Region of association of the α and β subunits
The β subunit of both the Na,K and H,K ATPases is necessary for targeting the complex from the endoplasmic reticulum to the plasma membrane. It also stabilizes a functional form of both the gastric H,K and Na,K ATPases. The region of association of the two subunits helps explain this functional association, and this association is apparently vital for stable membrane folding of the α subunit. The β subunit, however, can traffic to the plasma membrane in the absence of the α subunit.
In the case of the Na,K ATPase, the last 161 amino acids of the α subunit are essential for effective association with the β subunit. Further, the last four or five C-terminal hydrophobic amino acids of the Na+-pump β subunit are essential for interaction with the α subunit, whereas the last few hydrophilic amino acids are not. Expression of the Na+-pump α subunit, along with the β subunit of either the sodium or proton pump in Xenopus oocytes, has shown that the β subunit of the gastric proton pump can act as a surrogate for the β subunit of the sodium pump for membrane targeting and 86Rb+ uptake. This implies homology in the associative domains of the β subunits of the two pumps. The H,K ATPase α subunit requires its α subunit for efficient cell-surface expression. Expression of chimers of the α subunits of the Na,K and Ca2+ ATPases showed that the C-terminal half of the α subunit assembled with the β subunit.

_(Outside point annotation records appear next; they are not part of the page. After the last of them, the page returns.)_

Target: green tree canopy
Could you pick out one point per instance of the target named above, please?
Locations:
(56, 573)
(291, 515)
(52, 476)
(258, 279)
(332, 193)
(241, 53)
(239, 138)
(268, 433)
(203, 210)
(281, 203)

To specify the region of the α subunit associated with the β subunit, the tryptic digest was solubilized using nonionic detergents such as NP-40 or C12E8. These detergents allow the holoenzyme to retain ATPase activity. The tryptic fragments were then adsorbed to a WGA-affinity column. After elution of the peptides not associated with the β subunit binding to the WGA column, elution of the β subunit with 0.1 N acetic acid eluted almost quantitatively the M7/loop/M8 sector of the α subunit. These data show that this region of the α subunit is tightly associated with the β subunit such that nonionic detergents are unable to dissociate it from the β subunit.